なにも違わないのだ、津出の憶測は9割以上正答しているだろうし、現に今こうして内藤はピストをこいでいるのだから。
津出の眼つきにはいつもの鋭さはなく、どこか疲れを見せるものだった。
ξ゚听)ξ「なんていうのかな……もう面倒臭くなってきた。
私たちって何回すれ違えばいいのかしらね、誘って断られて合意して裏切られて……いい加減疲れもするわよ」
心外を具現化したような表情のままで、笑顔がこぼれる様子は当然ない。
腹中に溜まりに溜まった憤懣をどのようにぶつけるべきか、試行錯誤しているようにも見える。
- 50 :以下、名無しにかわりましてVIPがお送りします:2008/07/27(日) 23:54:11.01 ID:FyN+jPMK0
- ξ゚听)ξ「私も元来、気が長い方じゃないのよね、それでも随分と温和になってきたかと思っていたけど……

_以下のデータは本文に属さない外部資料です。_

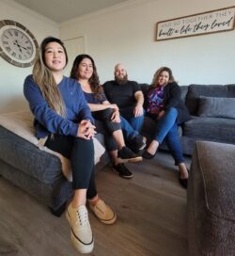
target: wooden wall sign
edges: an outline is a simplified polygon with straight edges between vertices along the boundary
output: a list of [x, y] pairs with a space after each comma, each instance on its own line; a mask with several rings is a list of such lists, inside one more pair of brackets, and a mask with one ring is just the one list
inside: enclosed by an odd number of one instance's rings
[[234, 29], [235, 7], [157, 23], [156, 40], [180, 39]]

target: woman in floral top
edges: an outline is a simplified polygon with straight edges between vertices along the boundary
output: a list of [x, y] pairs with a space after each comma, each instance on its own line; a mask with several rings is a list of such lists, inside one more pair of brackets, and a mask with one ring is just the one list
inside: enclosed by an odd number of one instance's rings
[[171, 70], [166, 67], [160, 68], [153, 76], [147, 96], [147, 116], [156, 125], [152, 127], [152, 138], [143, 157], [153, 158], [159, 145], [164, 140], [179, 167], [180, 183], [186, 188], [188, 170], [184, 164], [178, 125], [188, 120], [190, 115], [180, 100], [180, 88], [175, 82]]

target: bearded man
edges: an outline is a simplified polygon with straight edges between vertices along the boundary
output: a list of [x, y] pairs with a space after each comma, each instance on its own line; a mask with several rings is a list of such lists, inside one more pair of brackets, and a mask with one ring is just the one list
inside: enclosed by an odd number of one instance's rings
[[140, 135], [144, 122], [144, 95], [139, 85], [128, 80], [122, 64], [115, 66], [115, 80], [103, 84], [107, 100], [116, 104], [121, 116], [121, 128], [132, 150], [138, 152], [145, 148], [146, 138]]

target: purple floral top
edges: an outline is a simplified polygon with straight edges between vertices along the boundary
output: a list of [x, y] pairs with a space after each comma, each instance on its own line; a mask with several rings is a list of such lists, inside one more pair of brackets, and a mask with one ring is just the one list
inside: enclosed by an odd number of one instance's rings
[[164, 87], [150, 89], [147, 95], [147, 113], [158, 115], [164, 106]]

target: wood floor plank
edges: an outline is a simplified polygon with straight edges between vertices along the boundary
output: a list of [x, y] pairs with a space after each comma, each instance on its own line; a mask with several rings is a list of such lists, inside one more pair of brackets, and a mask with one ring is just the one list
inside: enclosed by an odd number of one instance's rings
[[[188, 160], [188, 165], [190, 159]], [[90, 213], [93, 256], [186, 256], [186, 191], [168, 153], [128, 164], [125, 180], [106, 167], [97, 173], [100, 196], [116, 211], [106, 226]], [[0, 255], [75, 256], [65, 215], [48, 208], [0, 177]]]

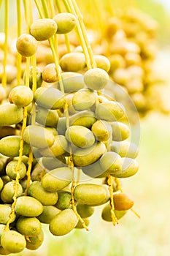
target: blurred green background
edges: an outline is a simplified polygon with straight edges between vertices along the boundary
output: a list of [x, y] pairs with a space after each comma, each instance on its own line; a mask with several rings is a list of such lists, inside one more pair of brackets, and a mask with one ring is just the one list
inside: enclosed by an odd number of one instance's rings
[[[12, 1], [10, 1], [12, 4]], [[170, 14], [155, 1], [136, 0], [136, 3], [142, 10], [159, 22], [160, 52], [156, 65], [166, 79], [170, 95]], [[2, 19], [3, 15], [2, 5], [0, 11]], [[12, 23], [15, 14], [12, 18]], [[3, 27], [1, 21], [1, 31]], [[150, 113], [141, 120], [137, 158], [140, 168], [134, 176], [123, 181], [124, 192], [134, 197], [134, 208], [140, 219], [129, 211], [114, 227], [101, 220], [101, 208], [96, 207], [94, 215], [90, 217], [89, 232], [74, 230], [69, 235], [58, 238], [50, 234], [47, 225], [45, 225], [45, 239], [40, 249], [35, 252], [25, 250], [17, 255], [169, 256], [169, 116]]]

ええ、やっぱり今回ばかりは無理よ、それでも手が出なかった辺りはまだ温和になれた方だと思うんだけどいかがかしら?」
憮然とした様子のまま、言葉だけが無感情に内藤を責め立てる。
ξ゚听)ξ「先に言っておくけれど、今回ばかりは無理だから、抑制効かないからその辺よろしく」
内藤は何一つと返す言葉がない、教師に叱責される子供でもあるかのように、ただ黙って俯くだけだった。

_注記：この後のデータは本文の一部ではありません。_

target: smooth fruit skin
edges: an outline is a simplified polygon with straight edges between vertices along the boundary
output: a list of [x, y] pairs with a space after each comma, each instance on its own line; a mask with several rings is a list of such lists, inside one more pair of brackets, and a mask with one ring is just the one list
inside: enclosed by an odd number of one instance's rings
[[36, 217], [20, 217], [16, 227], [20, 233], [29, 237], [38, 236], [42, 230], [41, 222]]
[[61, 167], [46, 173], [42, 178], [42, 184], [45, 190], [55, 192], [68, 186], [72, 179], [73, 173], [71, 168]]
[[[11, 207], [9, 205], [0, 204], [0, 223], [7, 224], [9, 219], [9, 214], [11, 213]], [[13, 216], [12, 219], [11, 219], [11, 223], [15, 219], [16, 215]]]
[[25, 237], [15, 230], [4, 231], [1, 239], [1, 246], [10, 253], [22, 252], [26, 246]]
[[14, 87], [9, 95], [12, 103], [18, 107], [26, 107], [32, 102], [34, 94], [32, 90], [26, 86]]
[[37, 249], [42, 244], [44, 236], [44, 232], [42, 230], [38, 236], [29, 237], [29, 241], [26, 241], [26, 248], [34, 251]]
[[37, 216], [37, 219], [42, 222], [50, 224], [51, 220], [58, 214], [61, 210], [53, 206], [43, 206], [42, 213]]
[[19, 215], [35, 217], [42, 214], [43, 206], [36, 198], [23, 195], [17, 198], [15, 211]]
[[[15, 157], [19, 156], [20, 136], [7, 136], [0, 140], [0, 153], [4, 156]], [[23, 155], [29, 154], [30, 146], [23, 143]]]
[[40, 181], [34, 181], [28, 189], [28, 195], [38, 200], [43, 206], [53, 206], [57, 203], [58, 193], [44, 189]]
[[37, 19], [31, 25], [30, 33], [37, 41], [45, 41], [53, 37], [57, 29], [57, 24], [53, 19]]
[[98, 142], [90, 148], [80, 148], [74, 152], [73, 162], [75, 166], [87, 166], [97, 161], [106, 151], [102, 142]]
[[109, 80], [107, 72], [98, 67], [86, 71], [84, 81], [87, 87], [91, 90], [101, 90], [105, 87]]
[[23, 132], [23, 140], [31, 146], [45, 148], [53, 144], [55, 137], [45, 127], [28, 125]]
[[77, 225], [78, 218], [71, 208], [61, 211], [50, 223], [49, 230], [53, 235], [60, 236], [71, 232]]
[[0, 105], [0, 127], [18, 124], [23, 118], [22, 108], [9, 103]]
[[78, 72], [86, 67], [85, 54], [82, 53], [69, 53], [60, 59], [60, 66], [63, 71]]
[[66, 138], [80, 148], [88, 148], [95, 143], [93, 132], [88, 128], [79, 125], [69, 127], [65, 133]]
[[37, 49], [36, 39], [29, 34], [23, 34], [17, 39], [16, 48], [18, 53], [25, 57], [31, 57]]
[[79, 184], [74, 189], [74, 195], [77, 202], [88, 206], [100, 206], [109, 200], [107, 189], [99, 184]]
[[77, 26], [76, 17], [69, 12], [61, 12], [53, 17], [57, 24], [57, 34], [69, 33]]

構わずに津出は息をひとつ吐き、気合いを入れると口調をまた少し、咎めた。
ξ゚听)ξ「アンタは陸上やっていたのよね、もともと。
それでさ、どうして止めたの?」
(;^ω^)「……」
ξ゚听)ξ「いいわよ答えなくて、もう知っているから」
内藤の体が小さく震えたが、津出はそれを気にもかけない。
どうして津出がその事を知っているのか、思い当たる節は一つしかない。
昼の練習後に競輪場へあった、津出宛の電話、それだろう。
ξ゚听)ξ「今ならあんたの大嫌いなコーチの気持ちがよく分かるわ」
( ω )「……止めてくれお」
コーチの名を出され、思わず内藤は声を出していた。
- 52 :以下、名無しにかわりましてVIPがお送りします:2008/07/27(日) 23:56:48.95 ID:FyN+jPMK0
- 止めて欲しかった。
今回の件は九分九厘において内藤が悪い、それは分かっているので言い逃れする気はなかったが、津出に陸上時代のコーチと一緒だとは言って欲しくなかった。
あの人生を滅茶苦茶にした、最も忌むべき人物の気持ちが分かるだなんて比喩でも使って欲しくなかった。

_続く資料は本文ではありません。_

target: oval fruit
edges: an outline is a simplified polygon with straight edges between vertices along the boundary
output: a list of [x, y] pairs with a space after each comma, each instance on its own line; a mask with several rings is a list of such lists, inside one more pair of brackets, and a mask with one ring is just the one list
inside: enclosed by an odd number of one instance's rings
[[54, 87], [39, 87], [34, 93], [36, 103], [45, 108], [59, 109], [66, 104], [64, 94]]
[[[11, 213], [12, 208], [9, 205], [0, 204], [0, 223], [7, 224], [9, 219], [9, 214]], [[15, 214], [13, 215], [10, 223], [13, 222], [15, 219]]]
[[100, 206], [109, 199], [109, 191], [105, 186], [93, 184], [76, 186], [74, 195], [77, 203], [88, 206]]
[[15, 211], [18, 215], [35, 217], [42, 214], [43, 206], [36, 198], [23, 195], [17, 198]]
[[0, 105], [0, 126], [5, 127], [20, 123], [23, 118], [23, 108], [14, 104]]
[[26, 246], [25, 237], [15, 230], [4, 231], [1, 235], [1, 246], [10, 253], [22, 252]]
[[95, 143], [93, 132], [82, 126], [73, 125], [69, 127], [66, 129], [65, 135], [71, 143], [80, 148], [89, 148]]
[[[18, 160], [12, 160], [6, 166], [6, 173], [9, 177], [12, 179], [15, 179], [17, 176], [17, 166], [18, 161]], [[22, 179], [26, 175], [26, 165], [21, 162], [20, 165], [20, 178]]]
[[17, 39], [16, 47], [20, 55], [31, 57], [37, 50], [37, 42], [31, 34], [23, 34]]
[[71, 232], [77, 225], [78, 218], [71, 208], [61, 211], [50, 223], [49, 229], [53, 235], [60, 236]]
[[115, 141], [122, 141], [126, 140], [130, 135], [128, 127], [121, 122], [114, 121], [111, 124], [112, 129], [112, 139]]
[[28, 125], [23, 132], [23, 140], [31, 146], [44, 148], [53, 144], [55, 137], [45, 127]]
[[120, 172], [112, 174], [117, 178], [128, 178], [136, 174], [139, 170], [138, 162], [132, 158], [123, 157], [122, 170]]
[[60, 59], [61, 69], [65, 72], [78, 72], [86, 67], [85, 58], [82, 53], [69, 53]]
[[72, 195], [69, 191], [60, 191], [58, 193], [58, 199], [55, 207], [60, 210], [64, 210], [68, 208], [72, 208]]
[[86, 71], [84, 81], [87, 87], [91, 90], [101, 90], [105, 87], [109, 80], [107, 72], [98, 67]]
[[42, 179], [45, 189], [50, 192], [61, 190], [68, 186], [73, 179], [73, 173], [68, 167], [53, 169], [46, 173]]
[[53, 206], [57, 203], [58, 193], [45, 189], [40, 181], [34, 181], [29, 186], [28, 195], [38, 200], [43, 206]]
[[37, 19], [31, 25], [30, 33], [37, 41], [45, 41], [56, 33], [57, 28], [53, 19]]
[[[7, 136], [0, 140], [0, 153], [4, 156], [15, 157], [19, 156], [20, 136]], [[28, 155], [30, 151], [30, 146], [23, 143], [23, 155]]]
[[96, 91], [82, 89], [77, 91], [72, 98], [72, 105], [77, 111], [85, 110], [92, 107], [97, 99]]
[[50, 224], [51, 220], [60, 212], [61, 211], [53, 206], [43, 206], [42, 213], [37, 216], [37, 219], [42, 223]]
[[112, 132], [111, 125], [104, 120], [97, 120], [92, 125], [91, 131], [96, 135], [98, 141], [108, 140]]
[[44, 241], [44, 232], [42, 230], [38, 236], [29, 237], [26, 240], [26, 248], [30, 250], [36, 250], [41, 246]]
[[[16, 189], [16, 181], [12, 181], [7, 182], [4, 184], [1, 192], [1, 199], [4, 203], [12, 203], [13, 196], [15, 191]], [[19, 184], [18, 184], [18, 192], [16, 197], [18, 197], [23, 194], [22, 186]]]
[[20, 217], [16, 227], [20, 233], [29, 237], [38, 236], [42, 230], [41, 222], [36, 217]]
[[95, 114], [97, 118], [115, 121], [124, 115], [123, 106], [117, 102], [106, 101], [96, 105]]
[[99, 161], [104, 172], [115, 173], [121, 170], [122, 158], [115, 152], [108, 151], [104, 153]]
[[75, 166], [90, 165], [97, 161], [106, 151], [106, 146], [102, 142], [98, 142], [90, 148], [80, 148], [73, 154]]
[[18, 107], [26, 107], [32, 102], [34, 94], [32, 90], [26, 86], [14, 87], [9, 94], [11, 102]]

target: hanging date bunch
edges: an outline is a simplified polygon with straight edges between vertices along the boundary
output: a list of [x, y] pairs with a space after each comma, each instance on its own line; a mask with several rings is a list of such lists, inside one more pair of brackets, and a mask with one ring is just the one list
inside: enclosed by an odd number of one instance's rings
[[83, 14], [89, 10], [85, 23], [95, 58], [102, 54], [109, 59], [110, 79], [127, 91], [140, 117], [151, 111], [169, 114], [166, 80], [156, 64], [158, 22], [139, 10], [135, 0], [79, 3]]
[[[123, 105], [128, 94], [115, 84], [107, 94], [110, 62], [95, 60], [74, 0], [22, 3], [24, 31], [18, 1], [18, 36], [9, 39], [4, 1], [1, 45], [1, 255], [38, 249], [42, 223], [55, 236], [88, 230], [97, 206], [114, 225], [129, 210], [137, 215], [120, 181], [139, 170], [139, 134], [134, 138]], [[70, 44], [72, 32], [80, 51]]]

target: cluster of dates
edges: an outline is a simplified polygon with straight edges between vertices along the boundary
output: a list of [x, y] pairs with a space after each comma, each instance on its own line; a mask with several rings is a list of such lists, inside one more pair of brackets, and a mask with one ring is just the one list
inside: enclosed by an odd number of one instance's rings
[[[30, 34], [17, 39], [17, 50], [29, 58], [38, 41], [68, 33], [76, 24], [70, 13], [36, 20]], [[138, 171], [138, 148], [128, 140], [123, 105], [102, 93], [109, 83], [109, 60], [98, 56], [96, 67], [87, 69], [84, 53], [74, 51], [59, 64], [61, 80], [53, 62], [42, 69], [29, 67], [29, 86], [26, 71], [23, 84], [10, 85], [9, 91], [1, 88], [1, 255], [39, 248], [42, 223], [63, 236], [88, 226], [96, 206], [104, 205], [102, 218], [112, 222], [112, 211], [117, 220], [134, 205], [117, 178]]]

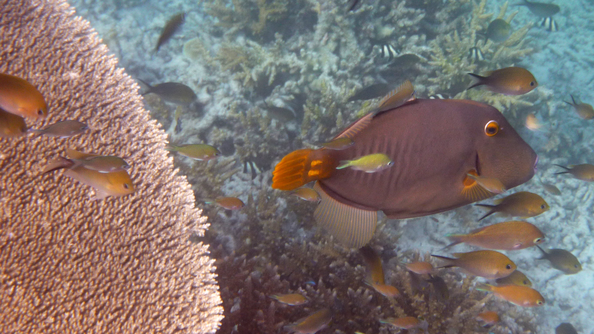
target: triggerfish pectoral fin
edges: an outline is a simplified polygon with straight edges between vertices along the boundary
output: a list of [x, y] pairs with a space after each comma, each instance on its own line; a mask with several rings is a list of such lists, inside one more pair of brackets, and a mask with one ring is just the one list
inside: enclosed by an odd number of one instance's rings
[[293, 190], [330, 177], [337, 165], [328, 150], [303, 149], [285, 156], [272, 172], [272, 187]]
[[318, 182], [315, 182], [314, 190], [321, 197], [314, 212], [318, 224], [345, 247], [359, 248], [369, 242], [377, 225], [377, 211], [342, 203], [327, 194]]

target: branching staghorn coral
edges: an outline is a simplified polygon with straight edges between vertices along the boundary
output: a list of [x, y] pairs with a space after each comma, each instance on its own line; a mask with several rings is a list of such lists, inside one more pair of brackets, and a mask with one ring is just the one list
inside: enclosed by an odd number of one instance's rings
[[[0, 1], [0, 72], [34, 84], [49, 106], [29, 125], [69, 118], [91, 129], [0, 140], [0, 332], [214, 333], [212, 260], [188, 241], [206, 218], [138, 86], [73, 14], [62, 0]], [[70, 147], [124, 157], [135, 192], [93, 201], [61, 172], [38, 175]]]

どうやら電話の主はコーチと見て間違いなさそうだ、今頃になって一体何を津出に吹き込んだのだ。
どこで競輪を目指していることを知ったか知れないが、本当に邪魔ばかりをする、何につけても目障りな男だ。
( ω )「違うお、コーチとツンは違うお、止めてくれお」
ξ゚听)ξ「アンタさ、ちょっと顔つき良くなったけど、変わったと思ったのは私の早計だったようね。
内面は呆れるほど以前と何も変わっていないわ」
内藤は過去のプライドを脱ぎ捨てて、初心に戻って競輪を学ぶつもりだった。
驕らず、歯向かわず、他人を信頼して全力で競輪へと邁進しているつもりだった。
それはただの思い込みだ、津出はすべてを否定し、何一つと変わっていないと指摘してみせた。
ξ゚听)ξ「私とそのコーチは違わないわよ、きっと、前コーチはあんたを怪我させたかったんだろうね。
アンタの足を壊してそれを言い咎めたかった、ただそれだけよ」
あまりの堂々とした過激な発言に、内藤はまた一度体を震わせた。
そう、前コーチは明らかに内藤の体を壊そうとしていた、今でもそうだと思い込んでいる。
あまりにその発言は的を得過ぎていた。
ξ゚听)ξ「あんたは覚えていないでしょう、そのコーチとあんたが初めて衝突したのは、過負荷練習した時だったんだってね。
コーチがアンタを止めようとしたら、あんたはこれくらいじゃ音を上げないって練習したそうよ。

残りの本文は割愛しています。